Я попробовал сменить ипостась, но ничего не вышло. Адамантий застывал в моём человеческом теле, превращая меня в вечный памятник самому себе.
Времени было всё меньше, Мать Великая Кровь мне была не союзница. Та пребывала в животном оцепенении, не реагируя ни на что.
Братья и сёстры смотрели на разворачивающуюся перед ними драму с немым удивлением, не представляя, что можно предпринять. Я же понимал, что если окончательно застыну, то шансов у родного мира почти не останется. Выпустив эфемерные когти, я полоснул адамантий у себя на руке, прорубая путь к собственной крови.
— Я, Трайодасан, тринадцатый маг крови, удостоенный возвышения… — собственная кровь стекала по адамантиевым чешуйкам, но не впитывалась в песок у меня под ногами, а медленно покрывала моё тело, — обвиняемый самой Вселенной в кровавом безумии собственной Волей и силой, данной мне Великой Матерью Кровью и Творцом Адамантием, приговариваю себя к смерти! Пусть меня рассудит Кровь!
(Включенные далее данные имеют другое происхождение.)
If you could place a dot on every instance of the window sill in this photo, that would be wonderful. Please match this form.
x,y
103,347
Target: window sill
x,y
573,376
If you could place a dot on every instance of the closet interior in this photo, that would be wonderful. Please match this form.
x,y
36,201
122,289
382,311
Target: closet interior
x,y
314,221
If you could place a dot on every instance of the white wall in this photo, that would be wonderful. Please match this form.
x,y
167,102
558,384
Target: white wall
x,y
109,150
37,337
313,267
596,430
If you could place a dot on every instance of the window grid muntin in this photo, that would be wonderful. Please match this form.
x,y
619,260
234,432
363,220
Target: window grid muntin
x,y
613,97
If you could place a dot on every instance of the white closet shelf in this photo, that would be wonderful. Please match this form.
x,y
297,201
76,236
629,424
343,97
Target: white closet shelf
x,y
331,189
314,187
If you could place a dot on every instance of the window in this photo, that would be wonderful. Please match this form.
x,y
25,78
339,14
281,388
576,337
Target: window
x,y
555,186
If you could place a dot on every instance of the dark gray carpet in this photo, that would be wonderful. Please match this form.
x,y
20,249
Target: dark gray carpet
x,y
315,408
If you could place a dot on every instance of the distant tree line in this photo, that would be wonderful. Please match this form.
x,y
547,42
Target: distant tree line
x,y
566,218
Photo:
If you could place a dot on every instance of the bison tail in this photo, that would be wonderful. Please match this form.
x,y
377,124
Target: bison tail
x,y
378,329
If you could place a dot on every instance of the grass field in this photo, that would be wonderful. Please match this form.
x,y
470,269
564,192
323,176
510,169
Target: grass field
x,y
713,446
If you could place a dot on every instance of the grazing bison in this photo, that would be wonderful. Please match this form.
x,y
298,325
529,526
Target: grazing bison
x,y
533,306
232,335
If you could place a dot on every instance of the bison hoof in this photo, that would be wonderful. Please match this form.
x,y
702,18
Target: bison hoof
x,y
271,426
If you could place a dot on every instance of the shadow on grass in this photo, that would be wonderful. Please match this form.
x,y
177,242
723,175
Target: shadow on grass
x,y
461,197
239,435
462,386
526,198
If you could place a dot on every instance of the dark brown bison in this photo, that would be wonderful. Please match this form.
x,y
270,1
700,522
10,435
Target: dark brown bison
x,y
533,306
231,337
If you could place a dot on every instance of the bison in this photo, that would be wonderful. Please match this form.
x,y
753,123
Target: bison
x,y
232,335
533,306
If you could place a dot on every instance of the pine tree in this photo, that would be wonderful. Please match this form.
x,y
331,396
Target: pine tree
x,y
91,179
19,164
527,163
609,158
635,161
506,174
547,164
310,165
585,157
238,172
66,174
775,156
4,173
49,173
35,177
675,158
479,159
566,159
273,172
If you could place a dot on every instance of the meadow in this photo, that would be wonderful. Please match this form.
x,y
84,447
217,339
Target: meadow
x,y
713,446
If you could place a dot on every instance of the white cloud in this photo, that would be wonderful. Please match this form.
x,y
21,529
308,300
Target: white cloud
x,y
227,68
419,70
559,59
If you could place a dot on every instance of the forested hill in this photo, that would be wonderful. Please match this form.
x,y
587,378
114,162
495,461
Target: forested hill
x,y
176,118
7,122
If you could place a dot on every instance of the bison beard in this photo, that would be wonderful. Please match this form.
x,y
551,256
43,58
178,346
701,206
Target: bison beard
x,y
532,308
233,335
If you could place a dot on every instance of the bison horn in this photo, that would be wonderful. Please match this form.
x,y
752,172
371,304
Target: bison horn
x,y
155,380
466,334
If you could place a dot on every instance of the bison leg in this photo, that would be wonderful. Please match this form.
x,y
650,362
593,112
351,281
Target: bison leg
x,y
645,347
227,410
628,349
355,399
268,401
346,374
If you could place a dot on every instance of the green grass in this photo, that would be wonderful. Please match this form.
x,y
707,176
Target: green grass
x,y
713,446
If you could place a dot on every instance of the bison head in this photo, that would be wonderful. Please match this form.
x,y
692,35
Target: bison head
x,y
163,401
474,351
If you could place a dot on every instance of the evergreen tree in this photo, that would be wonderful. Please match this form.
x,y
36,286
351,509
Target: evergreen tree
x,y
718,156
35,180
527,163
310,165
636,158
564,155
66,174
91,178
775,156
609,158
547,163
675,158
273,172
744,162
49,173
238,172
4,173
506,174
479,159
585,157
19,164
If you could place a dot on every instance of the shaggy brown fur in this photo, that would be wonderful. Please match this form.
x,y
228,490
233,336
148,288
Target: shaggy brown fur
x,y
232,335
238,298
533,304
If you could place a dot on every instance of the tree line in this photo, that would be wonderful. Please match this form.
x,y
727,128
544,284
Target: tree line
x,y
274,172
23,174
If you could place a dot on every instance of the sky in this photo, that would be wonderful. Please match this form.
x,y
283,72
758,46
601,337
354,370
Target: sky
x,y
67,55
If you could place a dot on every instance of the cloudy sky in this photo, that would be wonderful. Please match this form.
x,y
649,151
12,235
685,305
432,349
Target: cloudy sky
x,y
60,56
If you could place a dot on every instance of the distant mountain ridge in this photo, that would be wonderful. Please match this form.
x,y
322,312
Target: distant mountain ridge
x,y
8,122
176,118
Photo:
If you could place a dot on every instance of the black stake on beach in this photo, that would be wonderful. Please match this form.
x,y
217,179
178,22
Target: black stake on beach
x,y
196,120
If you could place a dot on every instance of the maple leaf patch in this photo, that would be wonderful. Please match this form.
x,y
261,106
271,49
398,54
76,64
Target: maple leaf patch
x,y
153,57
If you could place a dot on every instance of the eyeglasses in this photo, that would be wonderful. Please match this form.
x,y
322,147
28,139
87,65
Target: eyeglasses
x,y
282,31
Да будут братья и сёстры свидетелями свершившегося правосудия!
О, нужно было видеть эти лица! Шестёрка братьев и сестёр застыли в немом изумлении, взирая, как воспламеняется моя собственная кровь, поглощая почти застывшую адамантиевую фигуру. Такого ритуального самоубийства им ещё не доводилось видеть.
Последнее, на что хватило моей подвижности, это прошептать:
— При-со-е-ди-няй…
Завершить слово я уже не смог, но этого и не потребовалось. Братья по Обители на то и братья, что подставят плечо и в жизни, и в смерти, позволяя пройти выбранный путь и завершить его с честью.